Hacker News new | ask | show | jobs
by voidspark 408 days ago
Neurons are surprisingly not simple. Vastly more complex than the ultra simplified model in artificial neural networks.
2 comments

Most of the complexity is incidental to intelligence. It's mostly just the machinery of keeping the cell alive.

Most everything in biology is a clumsy hack accidentally discovered via evolution, and then optimised to death over aeons.

We can sidestep all that mess and extract just the core algorithm that is actually required for intelligence.

That is your assumption and it is wrong.

https://grok.com/share/bGVnYWN5_ab498084-58c4-4345-9140-07b5...

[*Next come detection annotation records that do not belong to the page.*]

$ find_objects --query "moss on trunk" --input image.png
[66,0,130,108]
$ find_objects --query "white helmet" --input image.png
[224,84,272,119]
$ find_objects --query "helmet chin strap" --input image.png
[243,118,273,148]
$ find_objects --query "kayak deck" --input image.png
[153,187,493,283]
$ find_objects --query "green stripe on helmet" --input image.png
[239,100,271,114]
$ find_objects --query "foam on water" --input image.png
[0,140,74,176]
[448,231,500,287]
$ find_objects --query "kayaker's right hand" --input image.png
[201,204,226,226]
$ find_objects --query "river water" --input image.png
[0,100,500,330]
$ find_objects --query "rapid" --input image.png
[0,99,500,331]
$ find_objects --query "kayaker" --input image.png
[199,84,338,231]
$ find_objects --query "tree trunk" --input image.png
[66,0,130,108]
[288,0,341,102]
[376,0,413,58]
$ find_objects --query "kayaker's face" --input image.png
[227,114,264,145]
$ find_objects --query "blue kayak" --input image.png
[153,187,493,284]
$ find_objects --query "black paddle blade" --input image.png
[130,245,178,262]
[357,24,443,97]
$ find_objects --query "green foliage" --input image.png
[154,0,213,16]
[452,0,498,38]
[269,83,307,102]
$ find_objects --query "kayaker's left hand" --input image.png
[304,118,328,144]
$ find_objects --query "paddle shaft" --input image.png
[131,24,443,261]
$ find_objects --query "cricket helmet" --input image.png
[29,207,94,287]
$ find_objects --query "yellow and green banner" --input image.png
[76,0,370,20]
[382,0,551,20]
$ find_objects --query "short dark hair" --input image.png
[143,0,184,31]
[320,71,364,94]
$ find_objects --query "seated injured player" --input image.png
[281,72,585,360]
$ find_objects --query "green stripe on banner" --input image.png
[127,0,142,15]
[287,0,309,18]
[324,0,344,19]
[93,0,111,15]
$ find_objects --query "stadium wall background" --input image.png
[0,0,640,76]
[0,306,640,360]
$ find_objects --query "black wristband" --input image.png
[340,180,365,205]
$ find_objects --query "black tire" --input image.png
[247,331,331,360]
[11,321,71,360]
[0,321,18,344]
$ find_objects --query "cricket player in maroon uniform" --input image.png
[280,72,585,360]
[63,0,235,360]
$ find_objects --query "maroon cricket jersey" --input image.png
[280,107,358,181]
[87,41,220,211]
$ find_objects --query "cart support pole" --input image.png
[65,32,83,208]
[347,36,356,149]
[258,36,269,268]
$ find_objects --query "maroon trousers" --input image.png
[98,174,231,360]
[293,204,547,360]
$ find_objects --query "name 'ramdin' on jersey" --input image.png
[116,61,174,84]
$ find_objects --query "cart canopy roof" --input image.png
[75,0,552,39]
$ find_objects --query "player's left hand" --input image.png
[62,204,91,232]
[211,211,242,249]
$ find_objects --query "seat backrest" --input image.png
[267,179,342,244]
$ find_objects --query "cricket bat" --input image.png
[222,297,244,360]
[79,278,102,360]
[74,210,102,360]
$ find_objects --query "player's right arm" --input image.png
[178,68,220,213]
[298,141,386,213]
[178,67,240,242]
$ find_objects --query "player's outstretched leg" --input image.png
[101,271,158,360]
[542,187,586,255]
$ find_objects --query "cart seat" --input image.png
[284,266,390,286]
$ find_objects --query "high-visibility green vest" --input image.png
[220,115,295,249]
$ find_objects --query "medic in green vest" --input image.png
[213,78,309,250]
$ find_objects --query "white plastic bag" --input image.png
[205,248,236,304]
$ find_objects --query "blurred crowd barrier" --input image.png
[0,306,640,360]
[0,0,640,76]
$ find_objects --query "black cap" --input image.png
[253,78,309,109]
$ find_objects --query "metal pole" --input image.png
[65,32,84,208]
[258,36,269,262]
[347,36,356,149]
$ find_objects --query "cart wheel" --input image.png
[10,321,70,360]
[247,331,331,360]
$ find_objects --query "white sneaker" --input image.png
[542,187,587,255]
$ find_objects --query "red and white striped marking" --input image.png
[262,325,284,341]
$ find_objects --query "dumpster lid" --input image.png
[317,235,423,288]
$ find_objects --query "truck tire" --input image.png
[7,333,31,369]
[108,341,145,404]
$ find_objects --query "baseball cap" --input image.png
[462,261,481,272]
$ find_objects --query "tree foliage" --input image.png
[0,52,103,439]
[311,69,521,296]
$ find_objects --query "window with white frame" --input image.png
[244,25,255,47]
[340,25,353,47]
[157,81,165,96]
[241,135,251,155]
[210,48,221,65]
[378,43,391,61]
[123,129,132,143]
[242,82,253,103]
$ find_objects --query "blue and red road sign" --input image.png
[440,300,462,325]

Biological Neuron: Processes information through complex, nonlinear integration of thousands of excitatory and inhibitory inputs across dendritic trees, producing spiking outputs with rich temporal patterns. It adapts dynamically via synaptic plasticity, neuromodulation, and structural changes, operating in a probabilistic, energy-efficient manner within oscillatory networks.

Artificial Neuron: Performs simple, linear summation of weighted inputs, applies a static activation function, and produces a single scalar output. It lacks temporal dynamics, local plasticity, or neuromodulation, operating deterministically with high computational cost and fixed connectivity.

This is interesting

https://chatgpt.com/share/68219da9-1e78-8007-b083-8a81bfbea2...

"Dendrites can implement non‑linear sub‑units and even logic‑gate‑like behavior before the soma integrates them, whereas the standard artificial neuron uses a plain weighted sum."

"Neurotransmitter diversity (e.g., glutamate, GABA, dopamine) allows different semantics on each connection. An artificial edge conveys only a signed scalar."

Neither are most functions, but locally, at a point, a linear approximation works just fine in practice.